5 Greats Tips on How to Compress Your Website’s Images

Images are a critical element in today’s marketing content. They not only make website content visually appealing but also stimulate your site’s visitors to spend more time on your website. Even then, heavy and unresponsive images can affect your websites load time. According to a recent study on Kissmetrics, images with poor resolution increase your website’s load time by up 88 percent. This affects your website’s ranking and this obviously costs you traffic and money. This guide is all about compressing your website’s images to manageable levels.

What Is Image Compression?

In a word, image compression entails reducing your images’ file size without altering the visual quality of the images. The key aim for compressing images is to reduce redundancy and boost efficiency in data transmission. You can leverage on different tools to compress images before uploading them on your website. Some of such tools include Imagemin, MozJPEG, and pngquant.

Five Ways To Compress Your Website’s Images

Using Plugins

With more than 50 percent if today’s blogs and websites powered by Wordpress platform, plugins have proved a handy tool for optimizing website content. Plugins help optimize images automatically before you upload them on your website. Some of the plugins you could want to check out, and use on your cranky website, include Imagify, Shortpixel, and Optimus Image optimizer.

MOZJPEG For JPEG Images

JPEG images make a website look sexy, or don’t they? If you intend to use continuous-tone images, then the JPEG format is the best choice as the gradients are rendered clearly on your webpages. Mozilla’s MOZJpeg tool helps optimize any JPEG image. The merits of using this tool are that the resulting images have a high resolution and are easy to load on your webs pages.

PNGQUANT For PNG Images

This tool offers a nice balance between image quality and the resultant file size. It’s not uncommon to achieve up 70 percent file size reduction without any significant loss of visual quality. It is noteworthy to mention that you will have to download the PNGQUANT tool before you can start using it.

Leveraging On The WEBP Format

Besides trying to compress your PNG and JPEG images, you can also convert them to the Google’s WEBP format. The WEBP entails converting images into lossless and lossy formats that are easier and lighter to upload on the web. With WEBP format, you will retain the quality of your images even with the reduced file size.

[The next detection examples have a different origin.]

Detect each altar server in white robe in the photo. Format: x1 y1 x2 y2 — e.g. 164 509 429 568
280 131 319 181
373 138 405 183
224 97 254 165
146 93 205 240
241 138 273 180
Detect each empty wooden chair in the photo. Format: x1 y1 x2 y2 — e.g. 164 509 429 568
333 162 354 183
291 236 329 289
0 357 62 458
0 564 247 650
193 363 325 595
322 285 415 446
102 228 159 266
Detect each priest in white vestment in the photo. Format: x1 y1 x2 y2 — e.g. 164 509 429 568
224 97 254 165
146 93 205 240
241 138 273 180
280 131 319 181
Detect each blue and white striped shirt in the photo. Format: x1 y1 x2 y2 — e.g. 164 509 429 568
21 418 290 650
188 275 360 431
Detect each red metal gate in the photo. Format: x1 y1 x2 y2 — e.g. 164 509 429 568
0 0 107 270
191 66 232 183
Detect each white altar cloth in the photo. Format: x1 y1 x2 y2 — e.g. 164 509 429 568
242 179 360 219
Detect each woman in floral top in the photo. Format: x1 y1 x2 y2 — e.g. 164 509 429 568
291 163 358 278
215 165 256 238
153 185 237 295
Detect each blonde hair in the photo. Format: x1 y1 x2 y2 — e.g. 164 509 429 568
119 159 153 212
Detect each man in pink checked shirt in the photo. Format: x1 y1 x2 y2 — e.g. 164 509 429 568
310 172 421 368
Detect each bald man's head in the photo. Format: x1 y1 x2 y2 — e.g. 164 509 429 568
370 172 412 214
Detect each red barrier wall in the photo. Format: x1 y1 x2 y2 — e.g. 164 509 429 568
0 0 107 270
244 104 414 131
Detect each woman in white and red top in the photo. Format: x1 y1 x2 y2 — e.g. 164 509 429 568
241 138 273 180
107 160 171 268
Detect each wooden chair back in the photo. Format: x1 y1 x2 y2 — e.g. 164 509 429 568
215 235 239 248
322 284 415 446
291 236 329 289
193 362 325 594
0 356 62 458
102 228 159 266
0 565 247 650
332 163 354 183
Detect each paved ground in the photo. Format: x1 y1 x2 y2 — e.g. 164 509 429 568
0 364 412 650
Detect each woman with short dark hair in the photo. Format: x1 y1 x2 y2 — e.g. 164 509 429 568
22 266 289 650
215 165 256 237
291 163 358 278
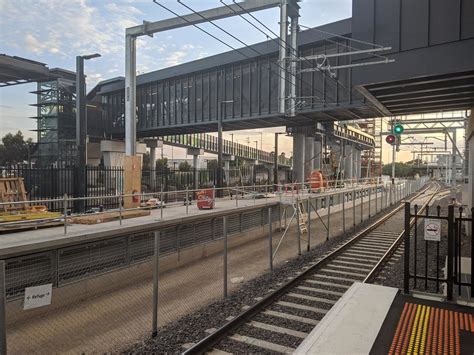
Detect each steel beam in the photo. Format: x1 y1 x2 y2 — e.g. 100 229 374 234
126 0 281 37
125 0 286 155
278 0 288 114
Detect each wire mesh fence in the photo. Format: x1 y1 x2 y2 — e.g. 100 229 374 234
0 179 426 354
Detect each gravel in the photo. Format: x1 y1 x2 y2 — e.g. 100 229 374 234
124 196 408 353
376 184 451 293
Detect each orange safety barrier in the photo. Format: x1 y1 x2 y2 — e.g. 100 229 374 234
388 302 474 355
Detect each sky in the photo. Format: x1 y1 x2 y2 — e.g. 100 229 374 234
0 0 466 164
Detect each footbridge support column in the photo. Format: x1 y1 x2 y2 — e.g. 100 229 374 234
145 139 163 187
344 143 354 180
186 148 204 190
313 137 323 170
293 133 306 183
304 137 314 181
462 107 474 236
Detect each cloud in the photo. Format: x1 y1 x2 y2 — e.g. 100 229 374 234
166 51 187 66
24 33 45 54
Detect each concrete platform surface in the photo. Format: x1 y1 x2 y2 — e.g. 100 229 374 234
370 293 474 355
0 186 372 258
295 282 398 354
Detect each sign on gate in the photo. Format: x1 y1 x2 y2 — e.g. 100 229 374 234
23 284 53 310
425 218 441 242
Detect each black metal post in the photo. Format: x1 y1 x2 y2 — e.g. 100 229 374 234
268 207 273 271
74 56 87 212
403 202 411 294
447 205 454 301
273 132 278 191
471 207 474 295
217 102 224 197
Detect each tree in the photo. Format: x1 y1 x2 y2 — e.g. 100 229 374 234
142 152 151 170
382 163 415 177
0 131 33 165
156 158 168 170
207 160 217 170
178 160 191 171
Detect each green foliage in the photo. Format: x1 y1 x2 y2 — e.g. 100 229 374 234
142 152 151 170
382 163 415 177
207 160 217 170
0 131 33 165
156 158 168 170
178 160 191 171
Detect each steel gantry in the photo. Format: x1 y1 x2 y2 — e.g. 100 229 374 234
125 0 299 155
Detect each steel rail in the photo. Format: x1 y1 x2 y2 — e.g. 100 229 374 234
362 182 443 283
183 182 436 355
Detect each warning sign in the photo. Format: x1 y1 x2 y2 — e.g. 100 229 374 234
23 284 53 310
425 218 441 242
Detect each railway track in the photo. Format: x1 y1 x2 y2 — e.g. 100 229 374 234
184 182 440 354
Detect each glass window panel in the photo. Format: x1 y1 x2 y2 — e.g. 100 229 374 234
250 62 259 114
233 66 242 117
209 72 217 119
188 77 196 122
260 59 270 114
202 74 210 121
181 78 189 122
226 68 234 118
242 64 250 116
270 57 280 112
195 75 203 121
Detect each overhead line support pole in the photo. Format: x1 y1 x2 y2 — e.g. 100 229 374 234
125 0 284 155
278 0 288 114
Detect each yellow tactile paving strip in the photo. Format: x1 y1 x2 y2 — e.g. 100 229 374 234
389 302 474 355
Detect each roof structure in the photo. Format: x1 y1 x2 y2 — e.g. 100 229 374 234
0 54 76 87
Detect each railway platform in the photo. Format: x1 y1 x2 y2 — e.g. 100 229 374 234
295 283 474 354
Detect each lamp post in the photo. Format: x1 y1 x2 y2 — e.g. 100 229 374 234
216 100 234 197
75 53 100 212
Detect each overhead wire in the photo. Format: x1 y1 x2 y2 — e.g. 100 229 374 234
229 0 349 95
153 0 327 112
177 0 326 103
300 25 387 59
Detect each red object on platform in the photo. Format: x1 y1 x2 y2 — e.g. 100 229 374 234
307 170 327 189
197 189 214 210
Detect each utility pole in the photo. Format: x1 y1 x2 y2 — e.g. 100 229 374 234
74 53 100 212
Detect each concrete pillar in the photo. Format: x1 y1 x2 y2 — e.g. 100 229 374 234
304 137 314 181
352 148 361 179
186 148 204 190
344 143 354 179
293 133 305 183
150 147 156 186
313 137 323 170
462 107 474 238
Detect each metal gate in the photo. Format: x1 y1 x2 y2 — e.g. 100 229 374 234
404 202 474 300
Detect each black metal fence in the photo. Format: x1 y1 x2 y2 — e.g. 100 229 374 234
404 202 474 300
0 165 286 212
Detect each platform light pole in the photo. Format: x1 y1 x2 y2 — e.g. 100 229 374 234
75 53 101 212
216 100 234 197
273 132 286 191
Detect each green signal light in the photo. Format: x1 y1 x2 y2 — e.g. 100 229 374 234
393 124 404 134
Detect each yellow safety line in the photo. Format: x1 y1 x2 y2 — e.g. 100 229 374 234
420 306 431 354
407 306 424 354
413 305 426 354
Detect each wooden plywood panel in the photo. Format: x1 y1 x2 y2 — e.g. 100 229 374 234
123 156 142 208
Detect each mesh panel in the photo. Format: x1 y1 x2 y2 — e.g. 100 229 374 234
5 252 56 299
242 211 262 230
227 214 240 235
178 224 194 249
58 237 127 285
129 233 155 263
194 220 213 243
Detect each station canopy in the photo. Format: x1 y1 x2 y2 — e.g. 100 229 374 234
0 54 69 87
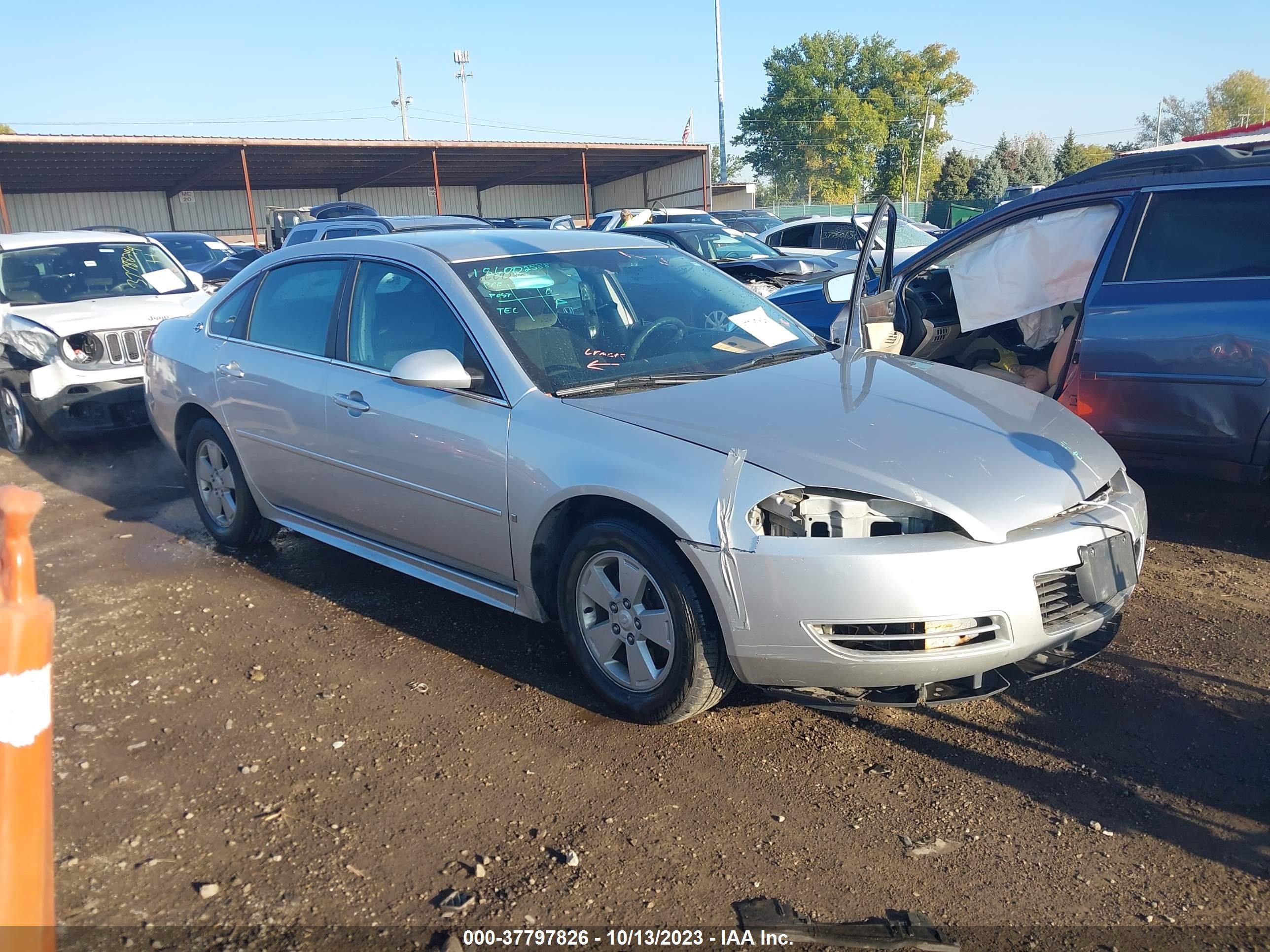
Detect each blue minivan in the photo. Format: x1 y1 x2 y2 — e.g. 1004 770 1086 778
768 142 1270 482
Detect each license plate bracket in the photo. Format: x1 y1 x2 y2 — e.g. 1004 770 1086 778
1076 532 1138 606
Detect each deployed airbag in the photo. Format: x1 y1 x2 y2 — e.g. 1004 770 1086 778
946 203 1119 346
0 311 57 363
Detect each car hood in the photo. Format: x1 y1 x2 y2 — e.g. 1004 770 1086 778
0 291 207 338
714 255 837 278
570 350 1123 542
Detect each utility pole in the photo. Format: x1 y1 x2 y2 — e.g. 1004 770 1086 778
715 0 728 181
392 56 414 138
455 49 472 142
904 91 935 214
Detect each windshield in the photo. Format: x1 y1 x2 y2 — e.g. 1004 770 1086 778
679 229 777 262
0 241 194 305
454 247 822 392
159 236 234 272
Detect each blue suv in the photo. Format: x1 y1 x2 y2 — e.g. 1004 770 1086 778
768 142 1270 482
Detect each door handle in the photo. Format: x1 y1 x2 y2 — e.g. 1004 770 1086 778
331 390 371 412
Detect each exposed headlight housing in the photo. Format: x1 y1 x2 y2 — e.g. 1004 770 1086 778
745 489 960 538
62 333 106 366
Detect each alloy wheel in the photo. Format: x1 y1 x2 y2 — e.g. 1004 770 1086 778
194 439 238 529
0 387 27 453
575 549 674 693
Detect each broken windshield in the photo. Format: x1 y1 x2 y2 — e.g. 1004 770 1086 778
0 241 194 305
454 247 820 392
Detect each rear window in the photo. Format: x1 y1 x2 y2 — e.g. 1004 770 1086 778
1124 187 1270 280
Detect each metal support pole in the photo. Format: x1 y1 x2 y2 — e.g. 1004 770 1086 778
239 146 260 247
715 0 728 181
904 94 931 214
432 148 441 214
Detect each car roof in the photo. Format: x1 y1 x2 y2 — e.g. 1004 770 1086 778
146 231 221 241
616 221 720 234
295 214 493 229
368 229 664 263
0 231 154 251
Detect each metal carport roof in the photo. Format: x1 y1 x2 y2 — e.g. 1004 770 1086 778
0 135 707 196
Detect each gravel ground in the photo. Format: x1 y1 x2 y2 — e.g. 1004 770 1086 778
0 438 1270 948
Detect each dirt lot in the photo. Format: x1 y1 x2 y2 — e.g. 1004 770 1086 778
0 438 1270 948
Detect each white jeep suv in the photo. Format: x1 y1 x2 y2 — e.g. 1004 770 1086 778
0 231 207 453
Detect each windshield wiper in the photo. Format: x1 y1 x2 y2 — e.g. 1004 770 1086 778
555 372 723 397
728 346 827 373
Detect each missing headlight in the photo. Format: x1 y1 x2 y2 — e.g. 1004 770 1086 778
745 490 959 538
62 333 106 364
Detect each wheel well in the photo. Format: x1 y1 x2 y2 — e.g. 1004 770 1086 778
529 495 708 627
173 404 220 463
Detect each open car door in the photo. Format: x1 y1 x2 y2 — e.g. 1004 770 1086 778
824 196 904 354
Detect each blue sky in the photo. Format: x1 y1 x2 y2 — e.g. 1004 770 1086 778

Once you have converted your PNG or JPEG images into WEBP format, it may help to render them as HTML to browsers. Browsers that are formatted to display image/webp will fetch and display your images as WEBP while browsers that aren’t enabled for the same will fetch the JPEG variant of the image.

Wrapping It Up

Optimizing images on your site is a vital step to enhancing your site’s load speed, ranking on search engines, online viewership and, ultimately, the revenue that your website generates. That’s why you should strive to ensure every image is not compressed but also optimized to fit in to your website’s content and appease your readers.